Deschooling Society (Illich): A Political (Anarchist) Perspective on Education

Have we confused the right to education with the obligation to be part of the school system?

Ivan Illich — an outsider priest and philosopher — throws at us a set of deeply unsettling questions. He does not simply criticize classroom practices. He questions the very legitimacy of the school system itself. Illich argues that the modern education system fundamentally distorts the nature of learning. He believes that schools act as factories that process students into obedient consumers rather than critical thinkers and empowered learners. He proposes dismantling schools in favor of "Learning Webs"—decentralized networks that connect people with resources and peers for self-directed learning.

Let’s be clear: Illich does not propose shutting down schools tomorrow. What he proposes is something more radical: stop believing that learning can only happen inside them. He challenges the idea that schools must occupy such a dominant, central, almost monopolistic role as the legitimate place where learning happens.

The "stated" curriculum (math, reading) is less impactful than the "hidden" curriculum—the structure of the school day itself. By sitting in rows, obeying bells, and asking for permission, students learn compliance, deference to authority, and conformity. Illich argues this environment suppresses critical thinking because it rewards those who do not "rock the boat". 


For Illich, the modern educational system rests on three dangerous confusions:

  • Confusing teaching with learning

  • Confusing a diploma with competence

  • Confusing school services with real educational value

We can synthesize his thinking into three “myths” that deeply shape the way we understand school — and that challenge us directly as future educators.

Myth 1. Public schooling reduces social inequality.

According to Illich, the opposite often happens.

First, public money ends up financing school systems that benefit families who already have cultural and economic advantages, reducing their need to invest privately in their children’s education.

Second, schools may alienate poorer children by taking away valuable time from childhood and adolescence — time that could be invested in socially or economically meaningful activities — while simultaneously convincing them of their “cultural deficiency.” The knowledge and skills that schools privilege are typically those aligned with dominant social classes and the state.

Illich suggests that schools shape aspirations without transforming structural conditions. They encourage students to internalize standards of success they may never realistically access.

Myth 2. Instruction guarantees learning.

Schools tend to assume that delivering a curriculum — and assessing it — ensures the acquisition of knowledge and skills.
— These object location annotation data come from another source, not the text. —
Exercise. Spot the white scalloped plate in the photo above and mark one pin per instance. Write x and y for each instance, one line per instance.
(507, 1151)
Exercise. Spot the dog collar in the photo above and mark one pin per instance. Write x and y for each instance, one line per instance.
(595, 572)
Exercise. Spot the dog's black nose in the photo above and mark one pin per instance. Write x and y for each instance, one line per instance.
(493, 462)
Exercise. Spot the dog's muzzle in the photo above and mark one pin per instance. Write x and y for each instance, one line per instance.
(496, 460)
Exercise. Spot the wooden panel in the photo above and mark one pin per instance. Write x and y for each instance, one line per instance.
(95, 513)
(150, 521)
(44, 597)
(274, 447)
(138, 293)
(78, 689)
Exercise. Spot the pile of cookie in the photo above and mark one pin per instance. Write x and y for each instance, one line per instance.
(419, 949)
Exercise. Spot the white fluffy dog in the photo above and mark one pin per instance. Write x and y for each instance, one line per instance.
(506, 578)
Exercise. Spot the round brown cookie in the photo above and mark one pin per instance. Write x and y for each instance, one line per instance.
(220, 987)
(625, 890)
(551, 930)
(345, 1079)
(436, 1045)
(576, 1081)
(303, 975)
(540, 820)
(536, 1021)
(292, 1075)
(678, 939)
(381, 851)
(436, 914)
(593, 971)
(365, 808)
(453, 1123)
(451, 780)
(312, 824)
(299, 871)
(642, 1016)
But most of what we learn in life does not come from formal instruction delivered by certified professionals. We learn by observing others, through informal conversations, through trial and error, through participation in real practices.
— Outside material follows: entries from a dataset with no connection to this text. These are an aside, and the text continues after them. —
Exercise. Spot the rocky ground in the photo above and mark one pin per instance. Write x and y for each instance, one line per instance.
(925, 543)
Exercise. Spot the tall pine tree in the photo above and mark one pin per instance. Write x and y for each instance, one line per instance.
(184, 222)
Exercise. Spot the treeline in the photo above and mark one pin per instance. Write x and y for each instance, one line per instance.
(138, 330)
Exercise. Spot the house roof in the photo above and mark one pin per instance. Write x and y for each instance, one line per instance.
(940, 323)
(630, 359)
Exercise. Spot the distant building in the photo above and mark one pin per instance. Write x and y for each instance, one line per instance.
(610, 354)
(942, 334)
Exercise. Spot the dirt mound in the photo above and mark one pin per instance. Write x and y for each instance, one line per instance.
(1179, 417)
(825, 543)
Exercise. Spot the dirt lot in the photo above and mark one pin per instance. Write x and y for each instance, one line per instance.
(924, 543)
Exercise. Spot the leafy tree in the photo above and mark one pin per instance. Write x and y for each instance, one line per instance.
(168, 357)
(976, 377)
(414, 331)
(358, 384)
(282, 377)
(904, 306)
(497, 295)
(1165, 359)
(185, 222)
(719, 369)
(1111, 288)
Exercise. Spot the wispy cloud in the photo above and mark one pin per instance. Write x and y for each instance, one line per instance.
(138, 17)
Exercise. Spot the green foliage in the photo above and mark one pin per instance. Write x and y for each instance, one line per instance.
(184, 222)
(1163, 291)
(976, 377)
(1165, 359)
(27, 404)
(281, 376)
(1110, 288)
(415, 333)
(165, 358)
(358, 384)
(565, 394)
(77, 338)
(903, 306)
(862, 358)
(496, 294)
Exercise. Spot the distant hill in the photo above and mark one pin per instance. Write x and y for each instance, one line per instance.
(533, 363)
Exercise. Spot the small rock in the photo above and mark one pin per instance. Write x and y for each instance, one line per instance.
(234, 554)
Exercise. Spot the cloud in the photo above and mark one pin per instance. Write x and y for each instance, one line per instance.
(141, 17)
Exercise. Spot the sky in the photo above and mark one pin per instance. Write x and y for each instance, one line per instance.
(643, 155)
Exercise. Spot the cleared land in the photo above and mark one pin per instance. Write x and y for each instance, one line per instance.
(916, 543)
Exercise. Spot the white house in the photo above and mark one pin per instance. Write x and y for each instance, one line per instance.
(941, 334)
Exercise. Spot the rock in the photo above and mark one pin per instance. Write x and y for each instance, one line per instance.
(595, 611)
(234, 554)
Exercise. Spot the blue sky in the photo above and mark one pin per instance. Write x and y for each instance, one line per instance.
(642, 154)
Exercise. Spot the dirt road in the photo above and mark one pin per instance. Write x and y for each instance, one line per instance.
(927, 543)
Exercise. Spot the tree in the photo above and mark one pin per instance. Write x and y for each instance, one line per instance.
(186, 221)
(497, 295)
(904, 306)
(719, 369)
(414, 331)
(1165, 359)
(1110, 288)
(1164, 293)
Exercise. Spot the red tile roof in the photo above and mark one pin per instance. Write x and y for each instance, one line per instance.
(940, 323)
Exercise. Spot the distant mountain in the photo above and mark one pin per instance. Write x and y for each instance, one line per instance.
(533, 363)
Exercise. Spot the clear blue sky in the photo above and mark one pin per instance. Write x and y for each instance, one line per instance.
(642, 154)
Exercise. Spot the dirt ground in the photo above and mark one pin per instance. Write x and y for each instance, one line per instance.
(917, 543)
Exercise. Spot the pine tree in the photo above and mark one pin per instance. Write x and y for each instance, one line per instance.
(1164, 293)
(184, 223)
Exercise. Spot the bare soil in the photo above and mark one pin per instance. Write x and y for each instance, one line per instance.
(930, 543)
The problem, for Illich, is not only that school-based learning can be ineffective. It is that schools train us to believe that learning only counts when it follows institutional procedures. Other environments — communities, families, workplaces, peer networks — are devalued as legitimate learning spaces.

Myth 3. Education must be in the hands of certified professionals.

Just as clergy traditionally monopolized religious services, Illich argues that credentialed teachers have come to monopolize educational services.

Once someone is certified as a teacher, they gain institutional legitimacy to teach. But many other people — craftspeople, neighbors, family members, peers — may have the ability to help others develop knowledge and skills, even if they lack formal credentials.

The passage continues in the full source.